Subject: [Tweeters] Re: Barred Owl Kill-off (proposed plan)
Date: Jul 27 13:00:28 2013
From: Dennis Paulson - dennispaulson at comcast.net


Ronda,

I've tried to stay out of this, as I know it's as much an emotional issue as a scientific one. But I have to respond to your last sentence.

Homo sapiens has long practiced eradication, or partial eradication, of species because of our own needs, desires, and whims. Hundreds of species have been actively and legally "controlled" by us because they preyed on us or our livestock or our pets, because they competed with us for food (crops, wild plants, fish and other animals), because they transmitted human or livestock disease, etc.

We kill millions of individual animals, even charismatic ones that are loved by many people, because they eat the things that we eat. We are killing other species constantly because they eat salmon or other fish that we like to eat (and that, obviously, are big business). We poison carnivores because they eat the deer we like to shoot. Guess why there is so much controversy over wolves. The examples of this sort of "preference" go on and on and on. One difference in controlling Barred Owls is that we are actually trying to protect a species (Spotted Owl) just for the sake of protecting it, not because we eat it or use it in some other way!

Dennis Paulson
Seattle


On Jul 27, 2013, at 12:03 PM, tweeters-request at mailman1.u.washington.edu wrote:

> Date: Sat, 27 Jul 2013 11:47:06 -0700
> From: Ronda Stark <rondastark18 at gmail.com>
> Subject: Re: [Tweeters] Re: Barred Owl Kill-off (proposed plan)
> To: Barbara Deihl <barbdeihl at comcast.net>
> Cc: Tweeters at u.washington.edu
> Message-ID:
> <CAFNywYXeMU15geeghEftZGP5-5zqTDSruvvgo3DmjzNkMKha_w at mail.gmail.com>
> Content-Type: text/plain; charset="iso-8859-1"
>
> Its ok to have dialogue as long as we all know the facts.

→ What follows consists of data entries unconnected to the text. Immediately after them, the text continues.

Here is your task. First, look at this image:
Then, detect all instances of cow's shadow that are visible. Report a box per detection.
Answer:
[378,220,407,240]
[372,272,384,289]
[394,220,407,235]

What percentage
> of spotted owl decline is directly attributed to presence of barred owl?
> Is this percentage derived from sound science or just a wild guess? What
> percentage of decline is due to habitat loss? Wasn't spotted owl endangered
> before barred owl showed up on the scene?
>
> Eradication, or partial eradication, of one specie, in preference of
> another specie, is not something that has been sanctioned in the past. Are
> we setting new and possibly dangerous precedent?